WASHINGTON, D.C. --
Air Force units across all levels of command are addressing the issues identified by an Air Force-wide operational safety review, initiated this spring by the Air Force Chief of Staff.
“The review proved tremendously helpful as we continue to seek both high levels of safety with intense and realistic training,” said U.S. Air Force Chief of Staff Gen. David L. Goldfein. “As air superiority is not an American birthright, our training must continue to be challenging and meaningful. But I also want commanders to have the decision authority to determine how far to push,” he said.
Secretary of the Air Force Heather Wilson agrees.
"We lean forward every day to get the mission done – it’s what we do – but we must also know when risks associated with leaning forward outweigh the benefit," she said. "Gen. Goldfein and I will continue to empower leaders to take care of their people as we build the ready force we need."
Air Force safety officials said the review identified several factors that require commanders’ continued focus. The Air Force disseminated the findings to the field and flying and maintenance leaders at every level are addressing the issues and using the findings to inform their decisions.
The review pointed to several potential safety risks: Stress posed by high operations tempos; a lack of time to properly focus on flying basics; mission activities and training; the pressure to accept risk; cultural tendencies to always execute the mission; decreased aircraft availability; and the potential for complacency during routine tasks.
"We're taking necessary steps to ensure our Airmen operate as safely as possible in an inherently dangerous business," Goldfein said.
Goldfein recounted a story from Operation Desert Storm in 1991 that he said helps calibrate his approach to training and safety.
“On my first combat mission in Desert Storm as a captain and F-16 flight commander, we crossed into enemy territory and the first thing we saw was anti-aircraft fire.

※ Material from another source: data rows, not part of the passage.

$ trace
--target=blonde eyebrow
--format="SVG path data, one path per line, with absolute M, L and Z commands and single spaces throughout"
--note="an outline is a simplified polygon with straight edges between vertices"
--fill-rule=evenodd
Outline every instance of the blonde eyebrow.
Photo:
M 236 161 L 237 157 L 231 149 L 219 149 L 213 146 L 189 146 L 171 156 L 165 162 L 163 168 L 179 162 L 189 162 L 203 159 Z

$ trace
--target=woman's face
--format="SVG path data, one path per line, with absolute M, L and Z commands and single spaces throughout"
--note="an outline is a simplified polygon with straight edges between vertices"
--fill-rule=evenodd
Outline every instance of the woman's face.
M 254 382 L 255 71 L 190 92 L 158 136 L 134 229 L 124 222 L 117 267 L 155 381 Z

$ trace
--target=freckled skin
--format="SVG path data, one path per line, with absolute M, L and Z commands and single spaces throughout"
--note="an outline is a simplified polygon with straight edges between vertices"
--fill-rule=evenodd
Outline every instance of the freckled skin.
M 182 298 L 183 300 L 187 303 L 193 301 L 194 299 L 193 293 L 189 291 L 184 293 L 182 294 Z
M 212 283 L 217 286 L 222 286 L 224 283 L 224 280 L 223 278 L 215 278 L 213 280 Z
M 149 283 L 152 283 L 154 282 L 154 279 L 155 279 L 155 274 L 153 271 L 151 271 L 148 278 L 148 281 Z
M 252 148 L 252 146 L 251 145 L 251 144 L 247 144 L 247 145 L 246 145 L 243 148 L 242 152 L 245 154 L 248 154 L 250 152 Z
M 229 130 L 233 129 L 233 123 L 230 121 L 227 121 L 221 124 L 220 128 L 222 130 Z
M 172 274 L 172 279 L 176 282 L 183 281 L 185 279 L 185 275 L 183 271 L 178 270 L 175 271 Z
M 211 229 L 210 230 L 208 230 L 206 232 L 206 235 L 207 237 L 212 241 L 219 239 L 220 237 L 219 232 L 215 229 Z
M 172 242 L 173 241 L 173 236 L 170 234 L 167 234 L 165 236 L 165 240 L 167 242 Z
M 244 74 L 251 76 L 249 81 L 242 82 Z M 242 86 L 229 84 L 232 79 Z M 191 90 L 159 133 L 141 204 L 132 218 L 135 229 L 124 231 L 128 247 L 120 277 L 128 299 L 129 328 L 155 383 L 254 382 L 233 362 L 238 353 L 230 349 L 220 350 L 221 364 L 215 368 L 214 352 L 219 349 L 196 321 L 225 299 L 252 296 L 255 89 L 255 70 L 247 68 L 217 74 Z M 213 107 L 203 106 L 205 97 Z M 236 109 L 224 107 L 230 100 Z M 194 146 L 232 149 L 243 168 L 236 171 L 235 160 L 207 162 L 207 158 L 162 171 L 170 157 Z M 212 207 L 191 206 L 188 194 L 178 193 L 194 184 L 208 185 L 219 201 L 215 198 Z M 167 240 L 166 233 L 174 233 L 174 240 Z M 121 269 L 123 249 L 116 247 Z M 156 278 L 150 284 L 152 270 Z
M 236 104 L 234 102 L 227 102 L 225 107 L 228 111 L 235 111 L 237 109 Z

Then we had a few surface-air-missiles launched at us. Then an F-15 shot down a MiG-29 and I watched it descend and hit the desert and explode,” he said.
“I’ll never forget that moment in combat. I realized that nothing I was seeing was new. It was the aircraft same formation, the same radio calls, the same threats, just real this time. I realized at that moment that I can do this. I had trained for it and it was just like Red Flag,” he said.
Whether flying fighters, bombers, tankers or engaged in high-tempo ground operations of weapons loading or aircraft maintenance, Goldfein said he wants all Airmen to train so realistically that their training, experience and discipline protects them and the mission in both peace and in combat.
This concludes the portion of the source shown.